Originally posted by Deiberson right now, I understand the Zoom to adjust the beam of light. If I want the light to be spread out more...I drop the zoom down to 24mm. If I want a narrow hard beam, I'm bump up to 85mm. I could then still increase the intensity on manual by going from 1/4 to 1/1. Would this in theory be correct?
Right, although in terms of "hard light" vs "soft light", zoom won't make much of a difference for direct flash.
What it will make a difference for is: If you are in a situation where you cannot achieve proper exposure at max power and the flash is "zoomed out", you may be able to achieve proper exposure when the flash is "zoomed in". Of course, the zoom needs to be equal to or wider than the lens focal length (if on-camera) if you require full coverage of the frame.
The other is that, for an equal exposure scenario, if the flash is zoomed in as far as possible without vignetting, recycle times will be lower because you can drop the power.
There are tricks that can be performed (such as feathering) with zoomed flashes that do not cover the frame.

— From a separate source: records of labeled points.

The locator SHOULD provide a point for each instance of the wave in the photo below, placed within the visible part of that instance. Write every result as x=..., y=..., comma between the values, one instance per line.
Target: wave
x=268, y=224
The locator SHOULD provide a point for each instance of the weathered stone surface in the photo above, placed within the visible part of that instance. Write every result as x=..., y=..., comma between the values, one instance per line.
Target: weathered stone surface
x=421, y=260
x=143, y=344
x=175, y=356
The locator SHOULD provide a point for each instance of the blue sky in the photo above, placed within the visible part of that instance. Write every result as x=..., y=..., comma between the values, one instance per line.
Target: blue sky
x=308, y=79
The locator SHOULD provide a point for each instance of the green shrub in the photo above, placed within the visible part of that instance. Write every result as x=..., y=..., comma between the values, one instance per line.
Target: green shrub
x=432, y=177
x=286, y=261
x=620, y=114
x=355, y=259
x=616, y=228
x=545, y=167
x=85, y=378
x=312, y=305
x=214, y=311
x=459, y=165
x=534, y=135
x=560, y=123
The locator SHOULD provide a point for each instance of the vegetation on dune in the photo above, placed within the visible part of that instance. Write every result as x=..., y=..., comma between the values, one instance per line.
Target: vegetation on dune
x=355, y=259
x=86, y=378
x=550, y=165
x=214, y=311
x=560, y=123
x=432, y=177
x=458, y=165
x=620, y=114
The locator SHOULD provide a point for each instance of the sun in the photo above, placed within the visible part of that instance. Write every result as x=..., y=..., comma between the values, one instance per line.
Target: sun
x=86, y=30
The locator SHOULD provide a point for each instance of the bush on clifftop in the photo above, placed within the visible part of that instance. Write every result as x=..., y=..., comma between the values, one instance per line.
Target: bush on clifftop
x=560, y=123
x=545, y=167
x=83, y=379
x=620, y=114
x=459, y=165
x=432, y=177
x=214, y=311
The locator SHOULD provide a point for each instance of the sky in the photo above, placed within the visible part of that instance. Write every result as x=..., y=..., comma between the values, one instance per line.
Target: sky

An extreme example of flash zoom is the Better Beamer - this focuses a flash beam so it only covers an area similar to the FOV of a 200-300mm lens or so, but allows for MUCH more light in that area. I've used it for taking pictures of my undergrad school's pepband from across the whole hockey rink (I have season tickets in the townie seats.) - even a max-zoomed 540 could not emit enough light for such a situation.